Un examen indépendant et externe de la gouvernance à Hockey Canada, mené par l’ancien juge de la Cour suprême Thomas Cromwell et publié plus tôt ce mois-ci, a formulé un certain nombre de recommandations liées au leadership, à la transparence et à la façon dont le Fonds national d’équité devrait être géré à l’avenir.
«Je présume que Hockey Canada a vraiment appris de cela et ils vont changer leurs habitudes», a déclaré M. Nicholson mardi.

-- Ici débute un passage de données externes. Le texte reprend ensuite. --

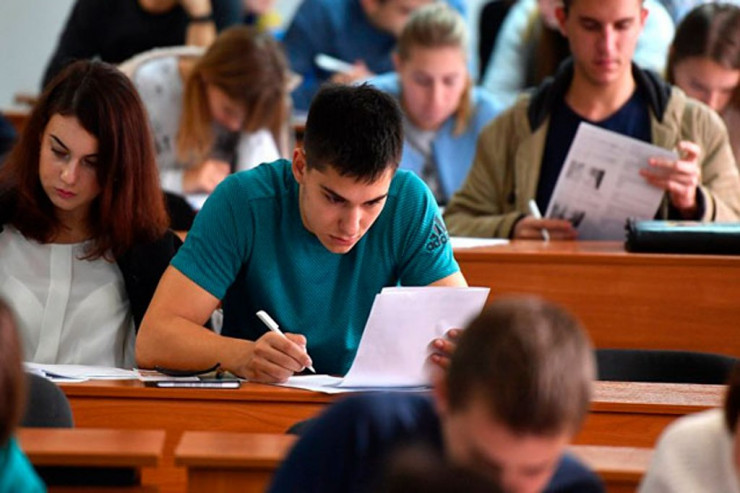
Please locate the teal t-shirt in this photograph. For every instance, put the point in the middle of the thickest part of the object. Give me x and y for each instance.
(16, 473)
(248, 247)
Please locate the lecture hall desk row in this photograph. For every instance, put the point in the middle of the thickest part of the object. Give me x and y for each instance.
(232, 461)
(220, 462)
(625, 300)
(621, 414)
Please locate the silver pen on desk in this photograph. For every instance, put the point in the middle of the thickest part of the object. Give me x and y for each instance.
(535, 211)
(272, 325)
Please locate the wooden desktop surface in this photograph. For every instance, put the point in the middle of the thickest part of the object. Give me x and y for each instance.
(223, 461)
(626, 414)
(88, 447)
(625, 300)
(92, 447)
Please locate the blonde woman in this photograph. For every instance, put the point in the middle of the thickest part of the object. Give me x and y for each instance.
(443, 113)
(216, 111)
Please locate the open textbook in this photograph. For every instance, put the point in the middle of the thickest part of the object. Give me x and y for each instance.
(395, 343)
(600, 186)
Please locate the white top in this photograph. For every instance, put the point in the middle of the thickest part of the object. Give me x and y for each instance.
(68, 311)
(694, 454)
(156, 76)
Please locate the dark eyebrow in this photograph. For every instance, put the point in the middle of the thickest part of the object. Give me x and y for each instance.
(59, 142)
(336, 196)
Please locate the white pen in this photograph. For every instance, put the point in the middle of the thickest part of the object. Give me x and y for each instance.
(272, 325)
(331, 64)
(535, 211)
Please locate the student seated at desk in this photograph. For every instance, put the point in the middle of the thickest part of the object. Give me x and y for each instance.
(16, 473)
(214, 111)
(443, 112)
(699, 452)
(116, 30)
(704, 61)
(521, 154)
(310, 242)
(83, 228)
(359, 32)
(516, 392)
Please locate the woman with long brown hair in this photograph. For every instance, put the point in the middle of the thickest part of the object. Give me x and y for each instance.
(704, 61)
(213, 112)
(83, 226)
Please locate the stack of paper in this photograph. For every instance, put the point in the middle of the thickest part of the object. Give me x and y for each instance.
(395, 343)
(79, 373)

Les députés l’ont interrogé à plusieurs reprises sur l’utilisation par Hockey Canada des «accords de non-divulgation». Il a confirmé que Dan Church, ancien entraîneur-chef de l’équipe canadienne olympique de hockey féminin, et deux de ses adjoints avaient signé de tels accords après avoir démissionné avant les Jeux de 2014.

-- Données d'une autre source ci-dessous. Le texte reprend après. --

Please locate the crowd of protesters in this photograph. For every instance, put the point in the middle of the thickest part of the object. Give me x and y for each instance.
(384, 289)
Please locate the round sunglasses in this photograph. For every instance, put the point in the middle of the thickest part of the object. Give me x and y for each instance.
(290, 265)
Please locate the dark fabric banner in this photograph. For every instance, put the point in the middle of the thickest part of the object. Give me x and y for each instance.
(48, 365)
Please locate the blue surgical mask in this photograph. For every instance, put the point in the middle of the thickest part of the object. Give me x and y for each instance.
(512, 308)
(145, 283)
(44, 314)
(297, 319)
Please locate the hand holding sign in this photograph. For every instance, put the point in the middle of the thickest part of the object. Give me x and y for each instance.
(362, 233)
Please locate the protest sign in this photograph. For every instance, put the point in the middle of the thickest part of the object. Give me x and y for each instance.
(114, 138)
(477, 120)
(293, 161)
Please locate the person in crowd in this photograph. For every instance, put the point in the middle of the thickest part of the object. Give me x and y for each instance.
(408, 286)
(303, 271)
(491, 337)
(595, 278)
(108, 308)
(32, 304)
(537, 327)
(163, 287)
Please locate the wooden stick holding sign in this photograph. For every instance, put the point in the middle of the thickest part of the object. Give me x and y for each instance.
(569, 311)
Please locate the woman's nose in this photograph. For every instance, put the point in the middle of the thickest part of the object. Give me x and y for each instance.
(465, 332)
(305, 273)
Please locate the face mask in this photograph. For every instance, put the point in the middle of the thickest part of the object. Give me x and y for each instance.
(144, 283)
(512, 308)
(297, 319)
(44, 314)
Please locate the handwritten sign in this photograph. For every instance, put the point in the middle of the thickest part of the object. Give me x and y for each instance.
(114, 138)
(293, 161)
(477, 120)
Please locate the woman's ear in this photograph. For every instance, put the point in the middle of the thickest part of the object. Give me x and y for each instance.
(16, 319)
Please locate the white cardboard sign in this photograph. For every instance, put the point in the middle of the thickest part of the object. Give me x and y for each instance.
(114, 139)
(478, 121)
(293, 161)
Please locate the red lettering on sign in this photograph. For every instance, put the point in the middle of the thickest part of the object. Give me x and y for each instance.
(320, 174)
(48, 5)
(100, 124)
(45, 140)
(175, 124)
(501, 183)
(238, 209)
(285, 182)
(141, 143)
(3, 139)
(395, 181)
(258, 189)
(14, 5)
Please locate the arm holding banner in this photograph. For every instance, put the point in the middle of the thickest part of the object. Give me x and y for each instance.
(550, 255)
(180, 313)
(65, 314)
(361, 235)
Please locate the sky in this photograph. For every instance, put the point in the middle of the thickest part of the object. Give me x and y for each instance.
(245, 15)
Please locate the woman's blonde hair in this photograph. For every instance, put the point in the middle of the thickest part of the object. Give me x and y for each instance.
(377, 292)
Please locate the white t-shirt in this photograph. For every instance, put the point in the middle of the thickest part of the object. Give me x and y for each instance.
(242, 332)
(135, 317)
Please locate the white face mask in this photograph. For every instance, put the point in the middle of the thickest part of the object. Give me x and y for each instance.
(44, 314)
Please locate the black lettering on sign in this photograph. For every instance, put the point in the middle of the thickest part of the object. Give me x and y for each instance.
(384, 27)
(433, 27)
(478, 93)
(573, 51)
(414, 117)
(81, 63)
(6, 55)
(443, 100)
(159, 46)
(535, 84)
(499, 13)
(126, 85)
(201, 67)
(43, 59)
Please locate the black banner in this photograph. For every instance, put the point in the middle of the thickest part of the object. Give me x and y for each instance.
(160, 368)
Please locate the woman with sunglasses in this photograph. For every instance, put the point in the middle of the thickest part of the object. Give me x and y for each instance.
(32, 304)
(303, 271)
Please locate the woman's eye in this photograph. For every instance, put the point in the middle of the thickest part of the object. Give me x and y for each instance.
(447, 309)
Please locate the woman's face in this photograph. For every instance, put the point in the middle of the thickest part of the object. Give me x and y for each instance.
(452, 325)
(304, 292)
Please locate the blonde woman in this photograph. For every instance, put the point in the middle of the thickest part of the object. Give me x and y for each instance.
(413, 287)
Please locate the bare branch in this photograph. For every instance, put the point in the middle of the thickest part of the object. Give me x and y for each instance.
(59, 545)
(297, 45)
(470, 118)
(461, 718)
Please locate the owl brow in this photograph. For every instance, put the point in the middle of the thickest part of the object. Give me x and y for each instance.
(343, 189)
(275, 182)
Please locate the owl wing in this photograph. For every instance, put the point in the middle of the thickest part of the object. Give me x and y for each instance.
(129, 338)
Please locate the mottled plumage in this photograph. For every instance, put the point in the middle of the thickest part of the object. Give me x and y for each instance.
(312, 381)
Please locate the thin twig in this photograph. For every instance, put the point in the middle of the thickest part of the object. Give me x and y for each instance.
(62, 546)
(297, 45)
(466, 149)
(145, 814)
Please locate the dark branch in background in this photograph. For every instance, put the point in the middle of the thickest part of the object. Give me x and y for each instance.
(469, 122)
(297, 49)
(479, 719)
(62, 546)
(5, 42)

«Il s’agissait de sujets très délicats, a déclaré M. Nicholson. Je suis sûr que c’est la raison pour laquelle c’est revenu sur mon bureau pour faire signer» des accords de non-divulgation.
Il ne croit pas qu’un joueur n’a jamais signé un tel accord pendant son mandat, mais il ne peut pas dire «exactement» combien d’allégations d’agressions sexuelles sont passées sur son bureau au cours de ses 16 années à la tête de la fédération nationale.
Le vice-président McLaughlin n’a pas pu fournir par ailleurs de détails sur l’indemnité de départ que M. Smith a reçue lorsqu’il a quitté Hockey Canada.
Il a estimé que les dirigeants actuels, en comparaissant pour une quatrième série de rencontres au Parlement, prouvent qu’ils ont entendu le message. «Hockey Canada doit changer et il doit le faire de toute urgence. Les Canadiens s’attendent à des mesures significatives et ils les méritent. Et bien honnêtement, notre organisation a été trop lente à agir.
«Notre organisation a fait des erreurs, a-t-il poursuivi. Notre incapacité à agir plus tôt a eu un impact significatif sur les enfants, un impact significatif sur les parents et les bénévoles. Nous en sommes profondément désolés. Qu’on ne s’y trompe pas: sans ces gens, il n’y a pas de Hockey Canada.»